5.000 postes de conducteurs routiers à pourvoir en Île-de-France

La mobilité durable suppose une main-d’œuvre qualifiée, une circulation fluide et des solutions de transport alternatives en nombre et en qualité. Elle impose aussi des règles de concurrence équitables. Autant de défis à résoudre en Île-de-France.

L’Île-de-France n’échappe pas à la pénurie de conducteurs. "Elle y est même amplifiée", selon Élisabeth Charrier. Pour la déléguée régionale de la FNTR, cette tension sur les métiers de conduite est alimentée localement par des chantiers d’ampleur comme ceux du Grand Paris et des JO 2024. Face à une demande de transport en croissance et au manque de candidats, les fédérations du secteur ont lancé la démarche Tremplin déclinée au plan régional.

Élisabeth Charrier, déléguée régionale de la FNTR © FNTR
"Dans ce cadre, plusieurs actions sont engagées en Île-de-France avec les services et administrations publics comme Pôle Emploi, la Direccte et l’Éducation nationale mais aussi les collectivités territoriales, l’AFT et l’OPCA". Au travers de portes ouvertes, forums et actions sur les réseaux sociaux, les entreprises sont également investies. "Un fonds de 9 millions d’euros par an a ainsi été alloué entre 2019 et 2021 pour cofinancer des formations de titres professionnels en sus des moyens de Pôle Emploi. Un soutien spécifique est également disponible pour la formation de déclarants en douane en vue du Brexit".
 
Congestion croissante

Au total, la FNTR estime à 5.000 le nombre de conducteurs routiers à pourvoir dans la région. "Le métier souffre d’une image défavorable en particulier lorsque le chauffeur est appelé à circuler dans Paris". Depuis la fermeture des voies sur berges, la congestion y a augmenté, assure Élisabeth Charrier. "On constate un report sur les voies de surface utilisées historiquement pour le transport de fret et dont les capacités sont fortement diminuées par la multiplication des chantiers". Pour les tournées intra-muros, ces difficultés se traduisent par "une perte d’une demi-heure par jour". Faute de surfaces, il est en outre difficile voire impossible d’envisager des schémas autour d’espaces logistiques urbains.

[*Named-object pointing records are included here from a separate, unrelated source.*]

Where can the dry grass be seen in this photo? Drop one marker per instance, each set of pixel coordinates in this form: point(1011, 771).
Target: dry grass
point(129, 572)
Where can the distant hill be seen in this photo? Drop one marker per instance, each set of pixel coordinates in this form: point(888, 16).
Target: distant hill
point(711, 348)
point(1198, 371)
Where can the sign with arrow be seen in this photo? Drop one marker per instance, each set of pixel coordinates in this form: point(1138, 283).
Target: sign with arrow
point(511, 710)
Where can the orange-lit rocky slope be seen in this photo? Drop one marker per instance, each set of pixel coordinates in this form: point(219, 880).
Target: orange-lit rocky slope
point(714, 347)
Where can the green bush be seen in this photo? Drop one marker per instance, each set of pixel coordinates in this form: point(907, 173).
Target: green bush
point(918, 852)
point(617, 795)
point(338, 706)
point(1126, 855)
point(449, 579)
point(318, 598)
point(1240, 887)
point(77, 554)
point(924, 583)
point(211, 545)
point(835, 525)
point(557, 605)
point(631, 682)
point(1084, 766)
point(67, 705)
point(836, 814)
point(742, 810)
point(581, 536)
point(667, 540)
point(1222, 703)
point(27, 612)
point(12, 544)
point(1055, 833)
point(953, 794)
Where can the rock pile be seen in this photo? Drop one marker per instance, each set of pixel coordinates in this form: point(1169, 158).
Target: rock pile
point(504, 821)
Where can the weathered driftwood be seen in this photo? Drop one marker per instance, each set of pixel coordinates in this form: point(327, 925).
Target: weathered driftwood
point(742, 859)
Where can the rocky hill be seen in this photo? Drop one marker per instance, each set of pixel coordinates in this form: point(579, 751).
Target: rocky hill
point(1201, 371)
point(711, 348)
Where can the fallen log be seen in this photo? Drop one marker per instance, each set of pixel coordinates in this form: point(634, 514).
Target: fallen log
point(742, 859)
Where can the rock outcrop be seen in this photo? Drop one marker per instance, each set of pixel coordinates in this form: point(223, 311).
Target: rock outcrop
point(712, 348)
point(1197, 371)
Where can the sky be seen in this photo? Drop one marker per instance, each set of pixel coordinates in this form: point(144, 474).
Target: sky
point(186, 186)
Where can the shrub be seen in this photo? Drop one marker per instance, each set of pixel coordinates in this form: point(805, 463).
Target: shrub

Des calendriers contraints

L’abandon annoncé des moteurs diesel en 2024 et thermiques en 2030 ainsi que la mise en place, dès cet été, d’une zone à faible émission (ZFE) par la métropole du Grand Paris plongent aussi la profession dans l’incertitude. "Transporteurs responsables, nos membres sont pour la diminution des émissions du transport routier mais les échéances affichées ne permettent pas le renouvellement des flottes".

"Les échéances affichées pour la fin du diesel et des moteurs thermiques ne permettent pas le renouvellement des flottes"

Avec un parc de l’ordre de 125.000 poids lourds et de 300.000 utilitaires, la déléguée régionale souligne l’insuffisance d’offre de véhicules alternatifs et de stations GNV ou électriques. "Nous manquons de visibilité". D’autant que les aides financières sont limitées. "Au plan national, il existe le mécanisme de suramortissement complété par des aides de la Ville de Paris sous condition de localisation (Paris et Petite couronne) et d’effectif (moins de 50 salariés). Quant au dispositif créé par la région, les transporteurs routiers n’y sont pas éligibles".
 
Distorsions de concurrence

La mise en place du Grand Paris s’accompagne aussi de mesures jugées "pertinentes" comme "la volonté d’harmoniser la réglementation sur les livraisons entre communes franciliennes ou la mutualisation des voiries". Une approche similaire est d’ailleurs souhaitée en matière de fiscalité où l’Île-de-France compte plusieurs taxes spécifiques sur les activités de transport et de logistique. En l’absence de mesures dans la Loi d’orientation sur les mobilités (Lom), c’est enfin au plan juridique que les membres de la FNTR Île-de-France entendent faire valoir leurs droits face aux plateformes numériques qui ne respecteraient pas les règles du transport routier… sans exclure, le cas échéant, de recourir eux aussi au régime auto-entrepreneur.